The incubation time can also be interpreted as the time to detection. With widespread community testing, this time will drop, as carriers are identified and isolated quicker; the result is that the infectives curve is ‘flattened’ (i.e. the blue curve in Fig. 6). If the hidden infectives are left to spread the disease among the population, the curve is not flattened (i.e. the orange curve in Fig. 6).

These attempts to ‘flatten the curve’ are important so the medical system is not overloaded around the peak – the nightmare scenario that New York had to face, when even the morgues could not cope with the drastic increase in deaths. Fortunately, the NHS seems to be doing rather well thanks to the forced lockdown, but remember that social distancing only works if everyone does it!

Answering the question of ‘what next?’ in epidemiology would be to predict the progression of the epidemic, and use that to influence our plans in the near future. However, hindsight is equally as important, if not more; the curve and its associated epidemic constants provide us with a foundation from which we can build our analyses. It is also worth noting that the Hong Kong data is unnatural, due to a) the exceptionally quick identification and isolation of infectives, and b) the effective barrier to transmission that widespread mask-wearing and good hand hygiene provides.

The logical extension to this work is to compute the best-fit curves for other countries; in doing so, we can collect and compare their epidemic constants (R₀ etc.). This might prove useful in hindsight as we review the approaches of different countries, and attempt to find things in common between them that correlate with successful control. It will, however, not be as straightforward as it seems; the lack of recovery data in the UK will present more mathematical challenges.

So what is next? Time, and the collection of more (hopefully reliable) data, will tell. However, we can be sure of one thing: the war is not over yet, and like the First World War, may not be truly over ‘by Christmas’. Until then, cover your face, stay socially distanced, and I’ll see you on the other side.

Adrian Tsui

[1] The assumption of ‘independence’ here might seem a little shaky, as people meeting up is likely not to be independent. However, as said, if there are enough people in the community and enough ‘meetings’, this assumption is fairly reasonable.

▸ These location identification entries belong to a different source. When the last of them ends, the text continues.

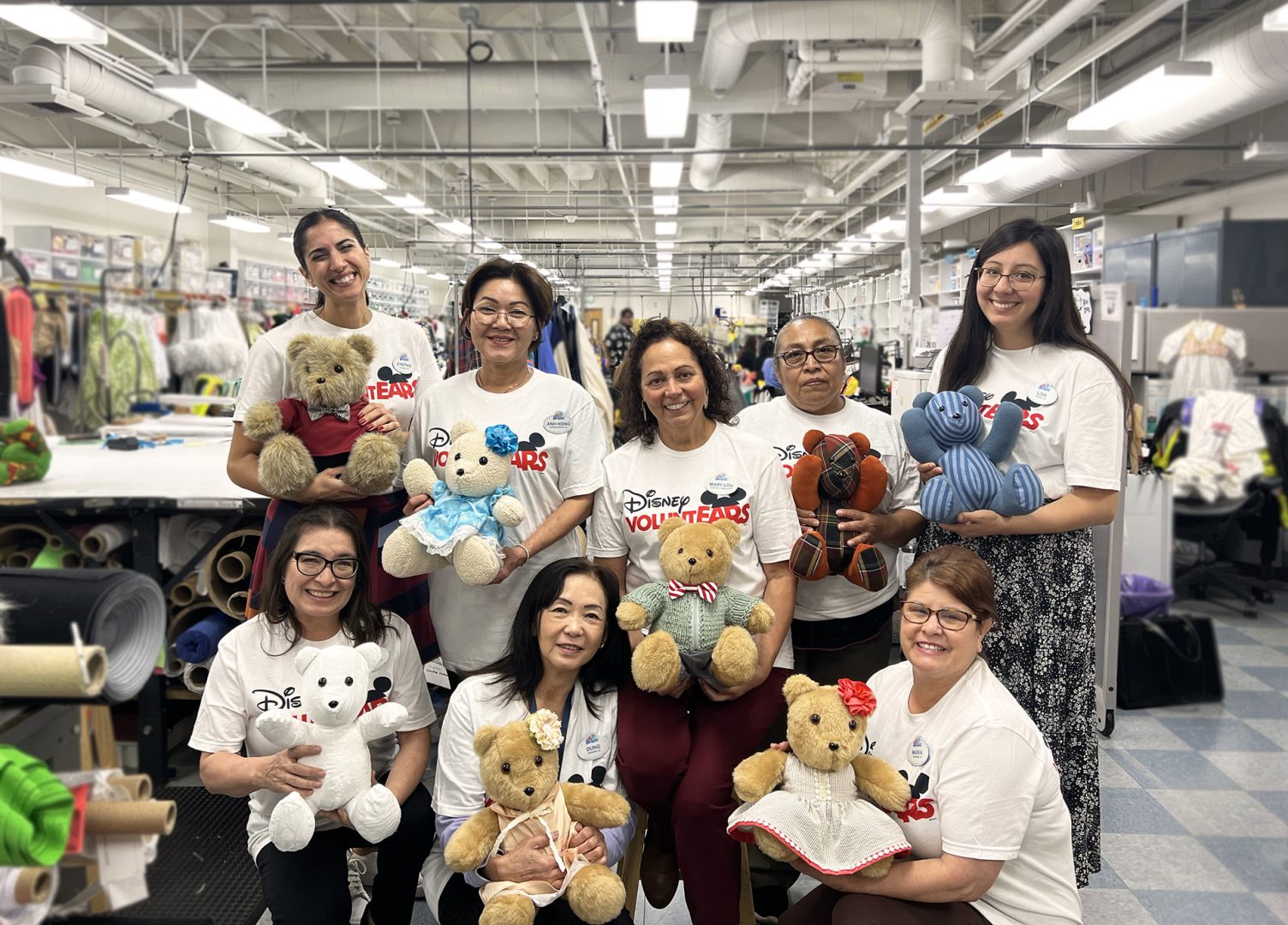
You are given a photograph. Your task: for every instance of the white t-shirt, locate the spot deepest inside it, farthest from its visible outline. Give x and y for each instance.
(559, 457)
(784, 426)
(735, 474)
(984, 786)
(590, 756)
(245, 680)
(1073, 432)
(403, 360)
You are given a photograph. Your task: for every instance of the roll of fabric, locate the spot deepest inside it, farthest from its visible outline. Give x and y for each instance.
(122, 611)
(35, 812)
(199, 643)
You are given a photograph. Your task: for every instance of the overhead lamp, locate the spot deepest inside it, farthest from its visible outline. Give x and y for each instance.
(147, 200)
(41, 174)
(1163, 88)
(664, 171)
(666, 106)
(347, 171)
(59, 25)
(240, 223)
(1004, 165)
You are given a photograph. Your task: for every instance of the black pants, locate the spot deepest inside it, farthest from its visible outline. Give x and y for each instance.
(460, 904)
(311, 886)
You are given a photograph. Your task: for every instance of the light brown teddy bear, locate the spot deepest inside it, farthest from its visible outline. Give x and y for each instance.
(519, 763)
(695, 620)
(321, 429)
(813, 803)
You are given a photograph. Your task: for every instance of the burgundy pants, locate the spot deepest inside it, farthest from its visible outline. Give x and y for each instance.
(677, 759)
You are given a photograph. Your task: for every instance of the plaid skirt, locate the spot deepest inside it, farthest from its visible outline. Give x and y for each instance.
(1042, 648)
(379, 516)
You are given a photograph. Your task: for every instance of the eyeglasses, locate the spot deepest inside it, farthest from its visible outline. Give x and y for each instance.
(823, 355)
(1022, 281)
(948, 618)
(312, 564)
(518, 317)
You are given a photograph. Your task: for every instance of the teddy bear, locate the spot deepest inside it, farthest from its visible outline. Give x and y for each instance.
(838, 472)
(945, 429)
(695, 621)
(332, 690)
(464, 526)
(813, 803)
(321, 428)
(519, 766)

[2] Ferguson NM, Laydon D, Nedjati-Gilani G et al. Impact of non-pharmaceutical interventions (NPIs) to reduce COVID-19 mortality and healthcare demand. Imperial College London. March 2020.

[3] Lourenço​ J​, Paton​ R​, Ghafari​ M et al. Fundamental principles of epidemic spread highlight the immediate need for large-scale serological surveys to assess the stage of the SARS-CoV-2 epidemic. University of Oxford. March 2020.

[4] Cullerne JP. What is it to model an epidemic? The Plague Pit. April 2020. https://plaguepit.com/modelling/

[5] This assumption seems reasonable enough. There is, however, not enough evidence to show that people can indeed become immune forever after infection! This uncertainty is one of the reasons why a coronavirus vaccine has never been developed successfully. This may be a subject for future discussion.

[6] French A, Kanchanasakdichai O, Cullerne JP. The pedagogical power of context: iterative calculus methods and the epidemiology of Eyam. Phys. Educ. 2019.

[7] Taken from conversations over the phone with family and friends who were in Hong Kong at the time.

[8] The ‘second wave’ from March to May consisted almost only of imported cases, mainly from the UK and US.

[9] https://www.statista.com/statistics/1105425/hong-kong-novel-coronavirus-covid19-confirmed-death-recovered-trend/

N.B. Note that the above data is cumulative. The number of active cases on any day must be calculated using the recoveries.

[10] https://chp-dashboard.geodata.gov.hk/covid-19/en.html

[11] Coronavirus disease 2019 (COVID-19) situation report 73. World Health Organisation. 2 April 2020.